Although I’ve brought up a lot of humbug over the last week or so, in the end I do enjoy Christmas in Japan, although it comes with a few ghosts.
Ghosts of Christmas Past
One thing I miss in Japan is that almost no one sends presents before Christmas. If they do, we usually keep them hidden. This means there’s no torture from seeing early arriving presents placed under the tree. When I was a kid, we all got good at spatial analysis and investigation and weight versus volume versus internal movement ratios as we picked wrapped presents up and shook them.
A typical conversation:
(Sister and I quietly pick up and shake presents.)
Mom– (from another room) What are you two doing in there?
Me and Sister–Nothing!
Mom–Leave those presents alone.
Me–Sister’s shaking the presents!
Sister– $@#%$ #$%^$^ @#$%$^ #$%%^^!!!
Me–Sister said bad words!
Something like that.
You also had de facto scientific experiments involving psychic ability as you waved your hands over the presents and tried to divine what they were. This improved with experience and you eventually learned which shapes were probably underwear and socks and which were actually something useful like action figures or computer games.
Every now and then a cruel parent or other relative would put socks in a larger box to throw you off.
Ghosts of Christmas Present
Here in the present we don’t have a lot of space and have never had a big tree which means we’ve never had a formal “trim the tree and put up Christmas decorations day”. Also, Christmas is complicated by the New Year’s holiday when relatives hand the girls large sums of cash contained in annoyingly cute envelopes and they go buy whatever they want (after large chunks of it are secured for savings and/or education).
It is also a tradition to explain to our girls that we didn’t actually steal their money, we just “secured it”. (Shut up. You didn’t build that.)
Also, our oldest’s birthday is in mid-January which complicates presents. We’ve not yet (emphasis on yet) been cruel enough to give one present and say it counts for both celebrations, but we’re seriously considering it. This is partly because as presents get smaller, and make a less impressive pile in the morning, they get more expensive. (This is an important formula we need to remember and need to teach the girls about.)

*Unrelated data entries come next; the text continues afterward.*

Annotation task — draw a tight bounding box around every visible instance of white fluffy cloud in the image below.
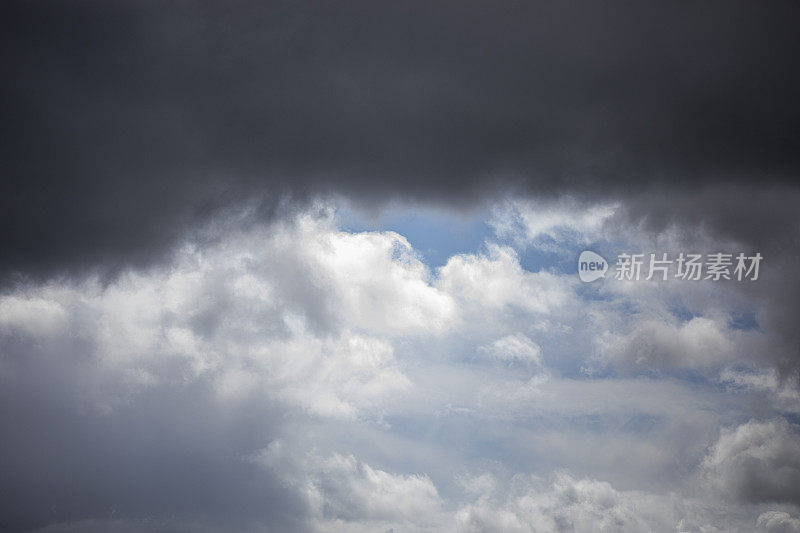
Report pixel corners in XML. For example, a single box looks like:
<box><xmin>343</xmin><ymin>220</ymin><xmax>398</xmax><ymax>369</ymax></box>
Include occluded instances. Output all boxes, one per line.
<box><xmin>489</xmin><ymin>197</ymin><xmax>618</xmax><ymax>253</ymax></box>
<box><xmin>479</xmin><ymin>334</ymin><xmax>544</xmax><ymax>366</ymax></box>
<box><xmin>454</xmin><ymin>471</ymin><xmax>675</xmax><ymax>533</ymax></box>
<box><xmin>1</xmin><ymin>201</ymin><xmax>796</xmax><ymax>532</ymax></box>
<box><xmin>0</xmin><ymin>211</ymin><xmax>436</xmax><ymax>419</ymax></box>
<box><xmin>438</xmin><ymin>244</ymin><xmax>576</xmax><ymax>316</ymax></box>
<box><xmin>593</xmin><ymin>316</ymin><xmax>736</xmax><ymax>372</ymax></box>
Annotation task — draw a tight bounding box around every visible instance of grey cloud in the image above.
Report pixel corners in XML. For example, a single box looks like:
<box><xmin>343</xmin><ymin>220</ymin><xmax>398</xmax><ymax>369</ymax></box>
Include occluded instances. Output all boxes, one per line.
<box><xmin>3</xmin><ymin>3</ymin><xmax>800</xmax><ymax>529</ymax></box>
<box><xmin>703</xmin><ymin>419</ymin><xmax>800</xmax><ymax>506</ymax></box>
<box><xmin>3</xmin><ymin>0</ymin><xmax>800</xmax><ymax>279</ymax></box>
<box><xmin>757</xmin><ymin>511</ymin><xmax>800</xmax><ymax>533</ymax></box>
<box><xmin>602</xmin><ymin>185</ymin><xmax>800</xmax><ymax>378</ymax></box>
<box><xmin>0</xmin><ymin>301</ymin><xmax>307</xmax><ymax>531</ymax></box>
<box><xmin>0</xmin><ymin>217</ymin><xmax>439</xmax><ymax>530</ymax></box>
<box><xmin>0</xmin><ymin>209</ymin><xmax>797</xmax><ymax>531</ymax></box>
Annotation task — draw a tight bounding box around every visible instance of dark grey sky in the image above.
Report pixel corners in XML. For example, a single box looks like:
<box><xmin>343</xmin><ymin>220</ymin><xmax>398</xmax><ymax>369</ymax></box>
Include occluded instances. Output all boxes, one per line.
<box><xmin>3</xmin><ymin>0</ymin><xmax>800</xmax><ymax>279</ymax></box>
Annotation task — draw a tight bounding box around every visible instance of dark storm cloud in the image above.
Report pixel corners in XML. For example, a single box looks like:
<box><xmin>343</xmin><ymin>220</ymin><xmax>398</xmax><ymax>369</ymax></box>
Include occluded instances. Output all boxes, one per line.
<box><xmin>3</xmin><ymin>0</ymin><xmax>800</xmax><ymax>279</ymax></box>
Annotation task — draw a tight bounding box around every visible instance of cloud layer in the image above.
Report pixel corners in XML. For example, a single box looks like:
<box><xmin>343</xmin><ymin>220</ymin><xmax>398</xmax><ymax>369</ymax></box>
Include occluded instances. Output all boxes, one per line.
<box><xmin>0</xmin><ymin>203</ymin><xmax>798</xmax><ymax>531</ymax></box>
<box><xmin>4</xmin><ymin>0</ymin><xmax>800</xmax><ymax>279</ymax></box>
<box><xmin>3</xmin><ymin>2</ymin><xmax>800</xmax><ymax>531</ymax></box>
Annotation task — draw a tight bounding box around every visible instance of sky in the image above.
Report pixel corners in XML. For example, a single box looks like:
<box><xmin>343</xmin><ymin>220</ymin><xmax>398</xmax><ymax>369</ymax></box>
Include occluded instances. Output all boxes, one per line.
<box><xmin>2</xmin><ymin>1</ymin><xmax>800</xmax><ymax>532</ymax></box>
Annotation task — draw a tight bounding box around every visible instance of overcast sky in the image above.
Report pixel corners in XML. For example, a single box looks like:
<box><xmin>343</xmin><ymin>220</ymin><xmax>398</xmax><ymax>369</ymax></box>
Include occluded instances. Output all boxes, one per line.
<box><xmin>2</xmin><ymin>1</ymin><xmax>800</xmax><ymax>532</ymax></box>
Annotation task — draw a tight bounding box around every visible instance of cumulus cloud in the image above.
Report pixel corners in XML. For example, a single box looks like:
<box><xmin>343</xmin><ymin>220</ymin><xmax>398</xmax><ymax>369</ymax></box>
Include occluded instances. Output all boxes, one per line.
<box><xmin>438</xmin><ymin>244</ymin><xmax>576</xmax><ymax>317</ymax></box>
<box><xmin>454</xmin><ymin>471</ymin><xmax>674</xmax><ymax>532</ymax></box>
<box><xmin>479</xmin><ymin>334</ymin><xmax>544</xmax><ymax>367</ymax></box>
<box><xmin>757</xmin><ymin>511</ymin><xmax>800</xmax><ymax>533</ymax></box>
<box><xmin>0</xmin><ymin>212</ymin><xmax>442</xmax><ymax>420</ymax></box>
<box><xmin>4</xmin><ymin>0</ymin><xmax>800</xmax><ymax>530</ymax></box>
<box><xmin>489</xmin><ymin>198</ymin><xmax>618</xmax><ymax>253</ymax></box>
<box><xmin>0</xmin><ymin>212</ymin><xmax>456</xmax><ymax>530</ymax></box>
<box><xmin>703</xmin><ymin>419</ymin><xmax>800</xmax><ymax>506</ymax></box>
<box><xmin>593</xmin><ymin>316</ymin><xmax>736</xmax><ymax>372</ymax></box>
<box><xmin>0</xmin><ymin>203</ymin><xmax>797</xmax><ymax>531</ymax></box>
<box><xmin>719</xmin><ymin>368</ymin><xmax>800</xmax><ymax>415</ymax></box>
<box><xmin>302</xmin><ymin>454</ymin><xmax>444</xmax><ymax>532</ymax></box>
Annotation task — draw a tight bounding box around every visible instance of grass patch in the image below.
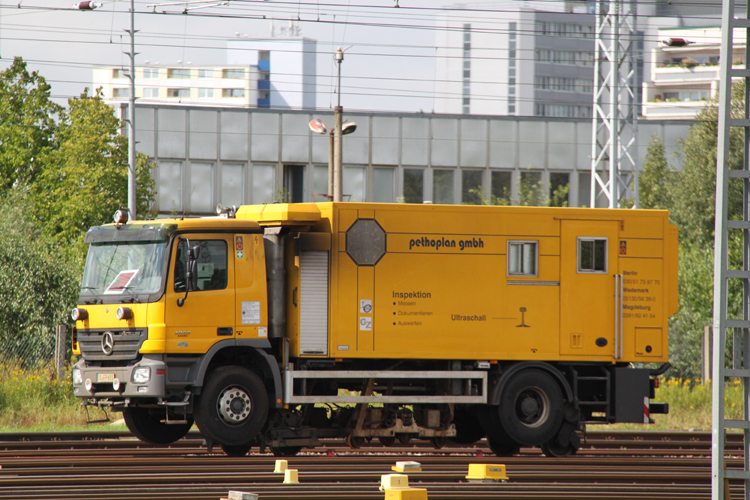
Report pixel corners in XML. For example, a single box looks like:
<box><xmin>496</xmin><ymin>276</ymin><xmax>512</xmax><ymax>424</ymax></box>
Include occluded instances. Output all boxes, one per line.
<box><xmin>0</xmin><ymin>361</ymin><xmax>126</xmax><ymax>431</ymax></box>
<box><xmin>0</xmin><ymin>365</ymin><xmax>744</xmax><ymax>433</ymax></box>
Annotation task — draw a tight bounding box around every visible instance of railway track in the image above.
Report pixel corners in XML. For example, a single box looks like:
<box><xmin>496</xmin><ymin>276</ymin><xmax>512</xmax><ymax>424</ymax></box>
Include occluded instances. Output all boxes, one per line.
<box><xmin>0</xmin><ymin>431</ymin><xmax>744</xmax><ymax>500</ymax></box>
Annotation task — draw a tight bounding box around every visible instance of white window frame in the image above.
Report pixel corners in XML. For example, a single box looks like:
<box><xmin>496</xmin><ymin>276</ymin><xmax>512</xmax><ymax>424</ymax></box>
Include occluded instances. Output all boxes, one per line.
<box><xmin>577</xmin><ymin>237</ymin><xmax>608</xmax><ymax>274</ymax></box>
<box><xmin>507</xmin><ymin>240</ymin><xmax>538</xmax><ymax>277</ymax></box>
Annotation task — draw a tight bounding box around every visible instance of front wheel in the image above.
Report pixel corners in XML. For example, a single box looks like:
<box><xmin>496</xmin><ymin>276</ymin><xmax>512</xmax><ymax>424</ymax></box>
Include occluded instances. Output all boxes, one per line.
<box><xmin>193</xmin><ymin>366</ymin><xmax>269</xmax><ymax>447</ymax></box>
<box><xmin>122</xmin><ymin>407</ymin><xmax>193</xmax><ymax>445</ymax></box>
<box><xmin>221</xmin><ymin>443</ymin><xmax>252</xmax><ymax>457</ymax></box>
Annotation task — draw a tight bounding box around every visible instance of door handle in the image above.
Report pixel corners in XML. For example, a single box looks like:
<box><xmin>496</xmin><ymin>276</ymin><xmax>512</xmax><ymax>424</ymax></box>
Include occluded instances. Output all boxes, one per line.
<box><xmin>293</xmin><ymin>287</ymin><xmax>298</xmax><ymax>307</ymax></box>
<box><xmin>217</xmin><ymin>327</ymin><xmax>233</xmax><ymax>336</ymax></box>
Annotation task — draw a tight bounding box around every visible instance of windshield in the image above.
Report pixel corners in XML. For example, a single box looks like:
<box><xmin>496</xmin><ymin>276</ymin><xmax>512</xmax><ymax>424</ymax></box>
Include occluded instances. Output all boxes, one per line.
<box><xmin>81</xmin><ymin>241</ymin><xmax>168</xmax><ymax>300</ymax></box>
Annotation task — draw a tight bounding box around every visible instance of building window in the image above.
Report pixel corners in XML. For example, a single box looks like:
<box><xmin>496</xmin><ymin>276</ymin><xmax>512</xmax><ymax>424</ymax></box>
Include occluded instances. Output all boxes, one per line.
<box><xmin>223</xmin><ymin>69</ymin><xmax>245</xmax><ymax>79</ymax></box>
<box><xmin>549</xmin><ymin>172</ymin><xmax>570</xmax><ymax>207</ymax></box>
<box><xmin>535</xmin><ymin>104</ymin><xmax>592</xmax><ymax>118</ymax></box>
<box><xmin>198</xmin><ymin>69</ymin><xmax>214</xmax><ymax>79</ymax></box>
<box><xmin>143</xmin><ymin>68</ymin><xmax>159</xmax><ymax>79</ymax></box>
<box><xmin>374</xmin><ymin>168</ymin><xmax>395</xmax><ymax>203</ymax></box>
<box><xmin>113</xmin><ymin>69</ymin><xmax>127</xmax><ymax>79</ymax></box>
<box><xmin>578</xmin><ymin>238</ymin><xmax>607</xmax><ymax>273</ymax></box>
<box><xmin>223</xmin><ymin>88</ymin><xmax>245</xmax><ymax>98</ymax></box>
<box><xmin>508</xmin><ymin>241</ymin><xmax>537</xmax><ymax>276</ymax></box>
<box><xmin>433</xmin><ymin>169</ymin><xmax>454</xmax><ymax>204</ymax></box>
<box><xmin>462</xmin><ymin>24</ymin><xmax>471</xmax><ymax>114</ymax></box>
<box><xmin>535</xmin><ymin>21</ymin><xmax>593</xmax><ymax>39</ymax></box>
<box><xmin>198</xmin><ymin>88</ymin><xmax>214</xmax><ymax>98</ymax></box>
<box><xmin>167</xmin><ymin>88</ymin><xmax>190</xmax><ymax>98</ymax></box>
<box><xmin>143</xmin><ymin>88</ymin><xmax>159</xmax><ymax>98</ymax></box>
<box><xmin>536</xmin><ymin>50</ymin><xmax>595</xmax><ymax>66</ymax></box>
<box><xmin>508</xmin><ymin>22</ymin><xmax>517</xmax><ymax>114</ymax></box>
<box><xmin>403</xmin><ymin>168</ymin><xmax>424</xmax><ymax>204</ymax></box>
<box><xmin>167</xmin><ymin>68</ymin><xmax>190</xmax><ymax>79</ymax></box>
<box><xmin>491</xmin><ymin>170</ymin><xmax>512</xmax><ymax>204</ymax></box>
<box><xmin>462</xmin><ymin>170</ymin><xmax>483</xmax><ymax>205</ymax></box>
<box><xmin>113</xmin><ymin>88</ymin><xmax>130</xmax><ymax>98</ymax></box>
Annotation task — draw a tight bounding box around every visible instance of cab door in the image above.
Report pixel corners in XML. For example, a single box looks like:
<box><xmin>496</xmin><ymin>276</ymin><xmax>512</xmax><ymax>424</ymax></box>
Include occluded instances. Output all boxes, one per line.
<box><xmin>560</xmin><ymin>220</ymin><xmax>619</xmax><ymax>358</ymax></box>
<box><xmin>165</xmin><ymin>234</ymin><xmax>235</xmax><ymax>353</ymax></box>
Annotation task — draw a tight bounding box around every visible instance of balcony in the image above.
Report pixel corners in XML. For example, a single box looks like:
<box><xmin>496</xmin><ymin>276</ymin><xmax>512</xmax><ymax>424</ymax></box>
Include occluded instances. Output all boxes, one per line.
<box><xmin>257</xmin><ymin>98</ymin><xmax>270</xmax><ymax>108</ymax></box>
<box><xmin>258</xmin><ymin>80</ymin><xmax>271</xmax><ymax>90</ymax></box>
<box><xmin>258</xmin><ymin>60</ymin><xmax>270</xmax><ymax>71</ymax></box>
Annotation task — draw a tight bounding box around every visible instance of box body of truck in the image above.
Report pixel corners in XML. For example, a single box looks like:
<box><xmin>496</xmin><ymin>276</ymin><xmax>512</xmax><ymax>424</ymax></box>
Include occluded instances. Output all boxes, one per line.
<box><xmin>72</xmin><ymin>203</ymin><xmax>677</xmax><ymax>457</ymax></box>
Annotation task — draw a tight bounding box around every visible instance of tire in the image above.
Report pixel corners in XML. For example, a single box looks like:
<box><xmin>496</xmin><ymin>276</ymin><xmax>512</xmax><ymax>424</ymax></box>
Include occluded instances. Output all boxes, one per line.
<box><xmin>221</xmin><ymin>443</ymin><xmax>252</xmax><ymax>457</ymax></box>
<box><xmin>497</xmin><ymin>369</ymin><xmax>564</xmax><ymax>447</ymax></box>
<box><xmin>487</xmin><ymin>438</ymin><xmax>520</xmax><ymax>457</ymax></box>
<box><xmin>378</xmin><ymin>436</ymin><xmax>396</xmax><ymax>447</ymax></box>
<box><xmin>122</xmin><ymin>407</ymin><xmax>193</xmax><ymax>445</ymax></box>
<box><xmin>270</xmin><ymin>446</ymin><xmax>303</xmax><ymax>457</ymax></box>
<box><xmin>451</xmin><ymin>406</ymin><xmax>486</xmax><ymax>445</ymax></box>
<box><xmin>541</xmin><ymin>428</ymin><xmax>580</xmax><ymax>458</ymax></box>
<box><xmin>193</xmin><ymin>366</ymin><xmax>269</xmax><ymax>447</ymax></box>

Ghosts of Christmas Future
Someday (hopefully next year) we’d like to get the girls back to the USA for a full blown US Christmas complete with large trees, lots of Christmas lights and several metric tons of food. I also want them to experience the torture of the early presents. (I think there’s a lesson in patience and delayed gratification in there somewhere but I’m not sure I ever learned it and will have a hard time teaching it.)
Until then, God bless you, everyone. And Merry Christmas.